Just wanted to add that WhatsApp continues to check your contact list every time you use the app.
You said you’ve added Emily to your contacts. This means that when you open the group chat, you’ll see her name displayed above her posts. WhatsApp does this, because her telephone number is listed in your contacts as “Emily”. Should you have made a spelling mistake when you added her to your contacts and wrote her name as “Emmily”, the name “Emmily” will appear above her messages. If you listed her in your contact list as “Emily from the RS forum” then that is what will appear. The people in the group chat who you didn’t add to your contact list, will have their phone number displayed above their messages. But as soon as you add one of these people to your contact list, Mardee for instance, their name instead of their number will appear. If you delete Mardee from your contact list, you will see her number instead of her name again. Every time you open WhatsApp, the app checks your contact list to check what to display above people’s messages; their phone number or the name you assigned to a particular phone number in your contact list.
So every time you open the app WhatsApp accesses your contact list.

Posted by
867 posts

"As of this morning Mardee and Emily and I have demonstrated that we can see each other's posts in the group chat without having them be in my contacts on my iPhone"

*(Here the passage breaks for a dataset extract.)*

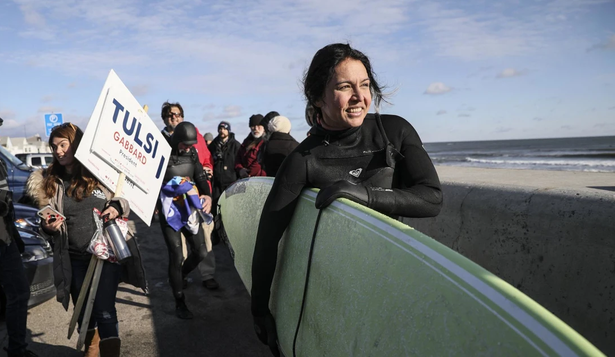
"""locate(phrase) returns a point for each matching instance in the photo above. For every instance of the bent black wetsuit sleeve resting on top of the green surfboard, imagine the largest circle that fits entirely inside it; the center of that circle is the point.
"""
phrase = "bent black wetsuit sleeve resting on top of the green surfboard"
(418, 192)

Yes, that's how it works - you can of course see messages on a group chat without having that person in your phone contacts.

Here in Singapore there's a whatsapp group chat for pretty much everything- kids' birthday parties, volunteer groups, parent's groups, schools, work projects (lots of those)... if everyone on those chats was in my contacts, I'd have thousands of contacts. Hence you don't need to have them as contacts.

To address the privacy issue, WhatsApp says it does not access your entire address book, but needs access to contacts to match those who ARE in your address book with the messages on whatsapp. Make of this what you will. For me convenience trumps privacy. Given that virtually every message or call I receive, including business, is via whatsapp, I really don't have a choice.